They all gazed down at Ros, their faces crinkling with pain at the sight. I felt my own cheeks pinching up around my nose. I was with Fats and Brenda the night they went to see Lot’s Wife: they’d both stepped forward when the audience was invited up, and Ros had welcomed them to her body like old friends, their faces smoothed out then by a kind of glazed rapture. But theater, I thought, as the four of them raised their heads almost in unison, is not a communion service. No, a communion service may be theatrical, but to perceive theater as anything other than theater (I was talking to Alison now, she was smiling eagerly up at me, her auburn hair falling back from her slender throat) is to debase it. ‘So what did Michelle have to say?’

‘What—?’

My wife sighed. ‘You were talking together when I—’

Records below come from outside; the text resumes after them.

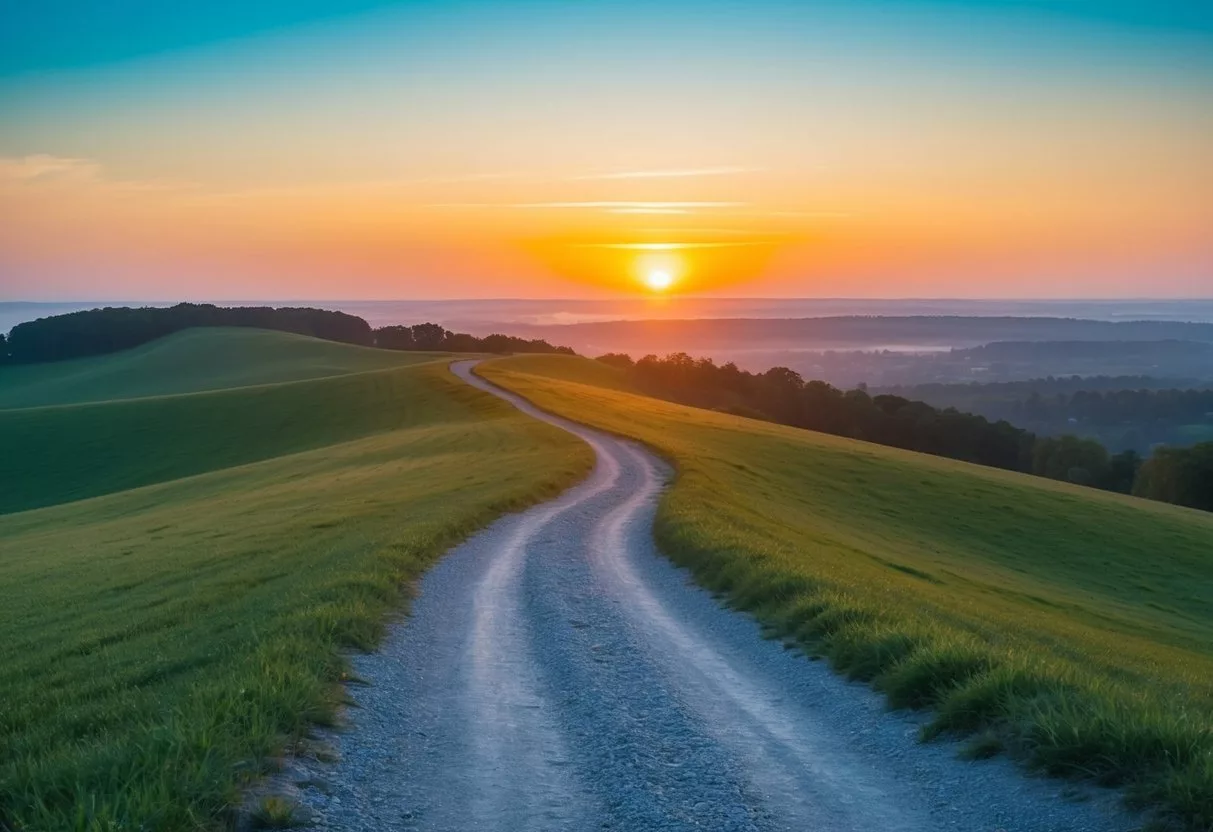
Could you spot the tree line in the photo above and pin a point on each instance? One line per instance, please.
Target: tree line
(1173, 474)
(100, 331)
(1139, 414)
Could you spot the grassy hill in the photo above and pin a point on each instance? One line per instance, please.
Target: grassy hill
(159, 643)
(1069, 626)
(189, 362)
(70, 451)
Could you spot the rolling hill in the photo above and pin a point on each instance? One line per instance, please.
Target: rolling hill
(1065, 625)
(191, 362)
(174, 614)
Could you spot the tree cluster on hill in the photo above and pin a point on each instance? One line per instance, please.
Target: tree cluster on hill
(98, 331)
(1137, 415)
(1182, 476)
(432, 337)
(779, 394)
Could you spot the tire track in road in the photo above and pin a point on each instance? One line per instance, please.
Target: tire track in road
(558, 673)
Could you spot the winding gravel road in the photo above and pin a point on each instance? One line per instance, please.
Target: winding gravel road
(557, 673)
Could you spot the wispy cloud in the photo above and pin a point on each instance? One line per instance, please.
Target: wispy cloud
(671, 246)
(671, 174)
(599, 205)
(45, 167)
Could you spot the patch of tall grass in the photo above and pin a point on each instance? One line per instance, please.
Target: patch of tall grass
(159, 645)
(1068, 626)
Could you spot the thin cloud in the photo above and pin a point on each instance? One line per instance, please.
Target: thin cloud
(602, 205)
(44, 167)
(670, 174)
(671, 246)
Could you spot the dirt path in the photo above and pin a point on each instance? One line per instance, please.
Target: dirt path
(557, 673)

‘Ah, yes, nothing — a dream she had …’

‘I might have guessed.’ She touched her brow lightly with the back of her hand and, leaning slightly on her broom as though to steer herself by it, gazed off across the room. ‘Why is it that people always tell you their dreams, Gerald?’

‘I don’t know. Maybe they think I don’t have any of my own.’ I tried to recapture the thought I’d just had about the debasement of theater, but to my annoyance I’d lost the thread. I didn’t remember much of Michelle’s dream either. ‘It was about being trapped in a movie house without exits.’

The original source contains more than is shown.